Last September, 3GPP decided to develop a standard for narrowband IoT, which could use spectrum within a normal LTE carrier, or in a LTE carrier’s guard-band, or standalone network for deployments in dedicated spectrum.
Luke D’Arcy, senior director, global semiconductor and module partners, for SIGFOX, said there is a lot of competition among OEMs to have their technology named the 3GPP standard for licensed spectrum.
“Cat-0, LTE-M, CIOT, NB-IoT: there seems to be a new acronym every week! It will probably take a few years to sort everything out and get the networks deployed,” D’Arcy said. SIGFOX’s IoT technology is complementary to cellular, because of differences in bandwidth and cost, he added.
“SIGFOX cannot deliver that same kind of bandwidth as LTE. In applications where bandwidth is important customers will choose LTE. In applications where cost and power consumption are the dominant concerns they will choose SIGFOX,” he said. “Lower bandwidth makes it possible for SIGFOX radios to be much lower cost and lower power. For example a SIGFOX radio costs about $2 in volume, today, compared with $15 – $50 for LTE.”
Along with the development of a standard, LPWAN-U is also looking for a spectrum home. In a blog post this week, Michael Vedomske, Ingenu, called for a public network dedicated to proprietary Unlicensed LPWAN technology.
“IoT must be connected by a ubiquitous wireless service dedicated to machines (much like cellular networks are used today for human driven voice/data connections). Both traditional cellular and LPWAN-U are proposed public network solutions to IoT connectivity,” he wrote.
Before LPWAN-U gets spectrum, it needs to learn how to coexist on those frequencies, according to Bailey. While there are examples in many nations of LPWAN-U deployment trials working reliably, concurrently, there is no solid proof that all the protocols will all be able to share spectrum, he added.

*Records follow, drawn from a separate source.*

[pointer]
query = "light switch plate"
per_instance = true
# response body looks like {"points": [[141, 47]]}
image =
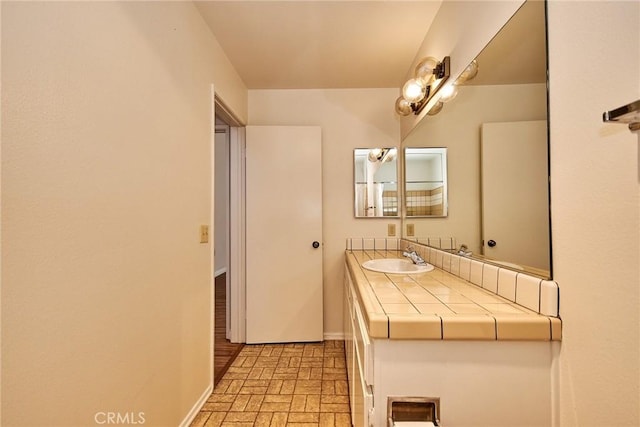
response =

“If the LPWAN-U community agreed on one set of LPWAN-U standards, co-existence would be straightforward but this is not the case, yet, he said. “Industry leaders need to come together to do the research to make sure that our protocols play well together and these networks will coexist.”
For spectrum, most LPWAN-U businesses are currently focusing on the 2.45 GHz industrial scientific and medical (ISM) band as a home for their IoT applications.